Garanti sözleşmesi de niteliği itibariyle kişisel güvence verilmesine ilişkin bir sözleşmedir. Dolayısıyla, gerçek bir kişinin garanti veren sıfatıyla yaptığı bir garanti sözleşmesinin geçerliliği de aynen kefalet sözleşmesinde olduğu gibi eşin rızasına bağlıdır. Bu rızanın şartları TBK m. 584’ün yeni metninde belirtilmiştir. Aynı şekilde, gerçek bir kişinin mevcut bir borca katılması da kişisel güvence borcu doğuran bir sözleşme olduğundan, eşin rızasına ilişkin yukarıdaki hükümler burada da aynen uygulanır.
Kefaletin sözleşmesinin geçerliliği, yazılı şekilde yapılmasına ve kefilin sorumlu olacağı azami miktar ile kefalet tarihinin kendi el yazısıyla yazılmasına bağlıdır. Nitekim TBK. m. 583/1’e göre kefalet sözleşmesi, yazılı şekilde yapılmadıkça ve kefilin sorumlu olacağı azami miktar ile kefalet tarihi belirtilmedikçe geçerli olmaz. Kefilin, sorumlu olduğu azami miktarı, kefalet tarihini kefalet sözleşmesinde kendi el yazısıyla belirtmesi şarttır.
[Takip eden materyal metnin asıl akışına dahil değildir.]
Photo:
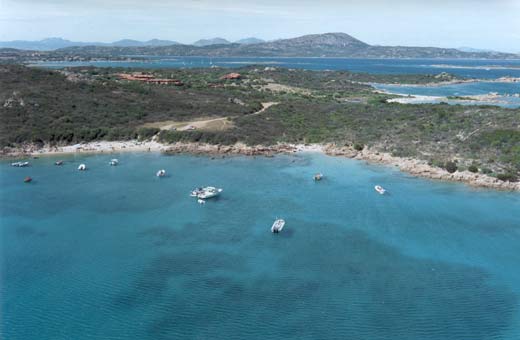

Şu hâlde kefalet sözleşmesinde kefil
– sorumlu olacağı azami miktarı
– kefalet tarihini
– ve müteselsil kefil olması durumunda, bu sıfatla veya bu anlama gelen herhangi bir ifadeyle yükümlülük altına girdiğini, kendi el yazısıyla belirtmek zorundadır.
Kendi adına kefil olma konusunda özel yetki verilmesi ve diğer tarafa veya üçüncü bir kişiye kefil olma vaadinde bulunulması da aynı şekil koşullarına bağlıdır. Taraflar, yazılı şekle uyarak kefilin sorumluluğunu borcun belirli bir miktarıyla sınırlandırabilirler (TBK. m. 583/1I). Aynı şekilde, kefalet sözleşmesinde sonradan yapılan ve kefilin sorumluluğunu artıran değişiklikler de, kefalet için öngörülen şekle uyulmadıkça geçerli olmaz (TBK. m. 583/111).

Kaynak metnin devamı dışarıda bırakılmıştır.